Republicans will do whatever it takes to protect a microscopic fertilized egg, turning girls and women and their family, friends and doctors into criminals, but they have no concern when children are gunned down at school. THIS IS BEYOND INSANE.

Rick Millward said...

There's a sort of twisted irony to this whole mess.

Trump panders to religious fanatics, as do the rest of the party, but he installs their judges, not to further the agenda, but as a "get out of jail free card" for his personal insurance (Big Lie, the Supreme Court will likely toss the Manhattan case, for instance). The judges lie at confirmation, and the rest of the party goes along with it, they have no choice. Some of them "get religion" after the election and toss the election fraud cases, so that didn't work (it might have...Wisconsin came close), but SCOTUS is toast.
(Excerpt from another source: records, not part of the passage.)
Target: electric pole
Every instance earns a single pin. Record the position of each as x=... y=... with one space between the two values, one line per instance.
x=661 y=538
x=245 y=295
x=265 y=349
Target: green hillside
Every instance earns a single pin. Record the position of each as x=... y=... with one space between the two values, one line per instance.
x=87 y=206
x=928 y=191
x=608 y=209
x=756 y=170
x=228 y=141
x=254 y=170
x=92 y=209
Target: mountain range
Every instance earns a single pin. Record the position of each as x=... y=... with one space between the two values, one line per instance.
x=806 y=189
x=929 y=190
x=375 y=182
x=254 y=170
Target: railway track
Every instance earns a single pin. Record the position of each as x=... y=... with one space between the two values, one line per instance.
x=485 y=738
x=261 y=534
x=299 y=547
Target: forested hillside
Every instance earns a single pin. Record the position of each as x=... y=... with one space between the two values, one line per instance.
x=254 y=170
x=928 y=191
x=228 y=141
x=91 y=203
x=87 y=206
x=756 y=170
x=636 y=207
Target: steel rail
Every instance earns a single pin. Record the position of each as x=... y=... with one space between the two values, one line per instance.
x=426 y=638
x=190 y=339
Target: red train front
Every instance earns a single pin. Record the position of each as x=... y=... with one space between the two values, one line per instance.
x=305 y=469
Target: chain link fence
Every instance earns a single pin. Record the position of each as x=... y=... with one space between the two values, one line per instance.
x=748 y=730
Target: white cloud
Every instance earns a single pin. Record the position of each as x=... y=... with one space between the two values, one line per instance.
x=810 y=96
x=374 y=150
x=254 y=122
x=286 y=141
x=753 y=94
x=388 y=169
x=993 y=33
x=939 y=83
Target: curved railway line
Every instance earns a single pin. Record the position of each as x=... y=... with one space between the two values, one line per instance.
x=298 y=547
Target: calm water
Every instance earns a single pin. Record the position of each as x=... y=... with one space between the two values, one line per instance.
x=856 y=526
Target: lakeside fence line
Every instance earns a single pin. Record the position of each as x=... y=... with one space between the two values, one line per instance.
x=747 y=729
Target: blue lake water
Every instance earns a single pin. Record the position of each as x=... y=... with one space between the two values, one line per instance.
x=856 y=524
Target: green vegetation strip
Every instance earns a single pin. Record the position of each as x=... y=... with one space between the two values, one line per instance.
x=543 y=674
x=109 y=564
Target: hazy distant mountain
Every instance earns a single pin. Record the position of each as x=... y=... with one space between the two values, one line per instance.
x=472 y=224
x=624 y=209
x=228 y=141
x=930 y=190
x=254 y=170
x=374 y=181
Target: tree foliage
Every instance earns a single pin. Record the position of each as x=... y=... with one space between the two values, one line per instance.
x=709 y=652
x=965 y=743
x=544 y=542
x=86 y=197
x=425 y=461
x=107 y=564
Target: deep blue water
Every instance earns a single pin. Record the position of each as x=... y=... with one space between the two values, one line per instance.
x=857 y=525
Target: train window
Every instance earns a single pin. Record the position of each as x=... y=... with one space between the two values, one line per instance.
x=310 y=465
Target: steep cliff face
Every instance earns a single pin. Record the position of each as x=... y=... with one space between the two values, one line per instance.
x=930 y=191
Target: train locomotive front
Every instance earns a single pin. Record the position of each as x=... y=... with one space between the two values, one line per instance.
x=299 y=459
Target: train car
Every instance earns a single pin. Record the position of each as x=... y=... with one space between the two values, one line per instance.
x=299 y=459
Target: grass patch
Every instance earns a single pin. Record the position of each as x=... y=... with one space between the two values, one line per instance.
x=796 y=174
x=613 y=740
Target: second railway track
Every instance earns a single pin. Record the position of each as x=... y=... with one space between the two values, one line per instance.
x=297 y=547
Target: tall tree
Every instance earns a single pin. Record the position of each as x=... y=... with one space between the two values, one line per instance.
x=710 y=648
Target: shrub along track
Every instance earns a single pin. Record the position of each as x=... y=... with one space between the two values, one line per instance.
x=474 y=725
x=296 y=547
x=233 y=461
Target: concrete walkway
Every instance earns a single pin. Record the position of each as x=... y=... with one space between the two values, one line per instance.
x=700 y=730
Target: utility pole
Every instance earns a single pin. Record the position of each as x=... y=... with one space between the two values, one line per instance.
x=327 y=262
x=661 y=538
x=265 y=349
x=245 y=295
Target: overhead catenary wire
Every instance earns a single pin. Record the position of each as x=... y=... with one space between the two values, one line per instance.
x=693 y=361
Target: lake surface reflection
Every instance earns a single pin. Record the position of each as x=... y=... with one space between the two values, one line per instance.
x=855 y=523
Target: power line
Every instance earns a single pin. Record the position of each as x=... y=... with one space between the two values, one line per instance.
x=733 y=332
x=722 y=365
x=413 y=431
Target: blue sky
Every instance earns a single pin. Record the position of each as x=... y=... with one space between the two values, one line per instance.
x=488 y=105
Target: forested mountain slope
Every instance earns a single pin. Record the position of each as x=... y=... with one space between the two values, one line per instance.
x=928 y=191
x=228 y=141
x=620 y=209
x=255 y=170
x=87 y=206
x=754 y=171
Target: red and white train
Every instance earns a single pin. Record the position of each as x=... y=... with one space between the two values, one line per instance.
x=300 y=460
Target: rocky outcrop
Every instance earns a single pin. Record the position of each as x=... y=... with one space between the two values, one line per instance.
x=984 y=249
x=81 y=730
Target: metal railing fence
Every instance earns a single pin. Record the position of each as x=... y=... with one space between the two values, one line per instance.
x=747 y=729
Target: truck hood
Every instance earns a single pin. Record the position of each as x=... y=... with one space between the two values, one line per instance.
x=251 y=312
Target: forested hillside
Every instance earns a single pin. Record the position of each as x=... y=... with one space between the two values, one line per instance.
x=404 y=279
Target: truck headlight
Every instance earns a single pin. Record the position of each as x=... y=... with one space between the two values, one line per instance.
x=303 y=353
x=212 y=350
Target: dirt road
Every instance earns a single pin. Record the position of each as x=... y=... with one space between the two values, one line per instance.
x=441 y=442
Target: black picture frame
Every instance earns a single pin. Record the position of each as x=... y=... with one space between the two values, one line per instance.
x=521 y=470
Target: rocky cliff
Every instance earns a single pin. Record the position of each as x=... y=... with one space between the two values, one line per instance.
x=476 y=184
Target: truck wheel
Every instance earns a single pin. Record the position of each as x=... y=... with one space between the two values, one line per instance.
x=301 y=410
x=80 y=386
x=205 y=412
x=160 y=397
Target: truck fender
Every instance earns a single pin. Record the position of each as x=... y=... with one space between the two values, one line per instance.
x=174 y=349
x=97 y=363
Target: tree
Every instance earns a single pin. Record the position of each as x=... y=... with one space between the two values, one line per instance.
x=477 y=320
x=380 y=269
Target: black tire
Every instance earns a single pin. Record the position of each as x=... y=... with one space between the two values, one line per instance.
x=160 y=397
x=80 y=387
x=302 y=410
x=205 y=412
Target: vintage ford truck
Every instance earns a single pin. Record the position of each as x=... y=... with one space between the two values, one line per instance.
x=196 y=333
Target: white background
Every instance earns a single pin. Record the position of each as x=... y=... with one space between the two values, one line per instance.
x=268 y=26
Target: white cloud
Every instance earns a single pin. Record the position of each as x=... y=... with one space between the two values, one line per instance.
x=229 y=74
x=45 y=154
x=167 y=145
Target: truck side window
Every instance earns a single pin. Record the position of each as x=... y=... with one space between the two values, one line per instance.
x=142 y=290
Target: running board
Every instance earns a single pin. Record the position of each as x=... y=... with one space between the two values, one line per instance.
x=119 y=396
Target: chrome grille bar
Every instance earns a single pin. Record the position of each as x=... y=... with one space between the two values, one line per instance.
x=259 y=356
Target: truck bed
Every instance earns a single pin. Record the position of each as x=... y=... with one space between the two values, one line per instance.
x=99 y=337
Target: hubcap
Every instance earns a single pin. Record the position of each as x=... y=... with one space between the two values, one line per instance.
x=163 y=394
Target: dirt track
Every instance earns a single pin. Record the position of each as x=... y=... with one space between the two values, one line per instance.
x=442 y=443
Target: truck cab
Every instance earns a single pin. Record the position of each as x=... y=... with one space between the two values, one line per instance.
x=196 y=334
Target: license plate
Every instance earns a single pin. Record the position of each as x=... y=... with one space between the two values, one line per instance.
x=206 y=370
As we all know they had, and have never had, any intention to go anywhere near Roe.

Mike Steely said...

Book banning is a key part of the Republicans’ cancel culture, and it’s no coincidence that one of their favorite targets is The Handmaid’s Tale by Margaret Atwood. What’s really weird is they call themselves “pro-life,” but once the fetus is out of the womb, they seem to consider it open season.

Dave said...

Plus, let’s not forget Tennessee displacing two black legislators and almost one woman from the state legislature. Republicans have a bad look all around. With Trump leading the charge in bad looks, I wonder if any red states will stop being red states. In the state of Washington the Republicans are going full MAGA with election denial, praying for Donald Trump after his wrongful indictments. In the mean time Washington is going more Democrat controlled. Republicans see the train crash coming but by golly they are going to stay on the railroad track as a matter of principle.

Michael Trigoboff said...

“Another such victory over the Romans, and we are undone.”

Pyrrhus

M2inFLA said...

To that first comment by Anonymous.

Seems everybody but the Republicans are advocating free availability to the most expensive birth control ever, an abortion.

With all the other world problems we face these days, there's an enormous amount of effort advocating for this type of birth control.

Even Republicans are wasting their time and effort fighting this.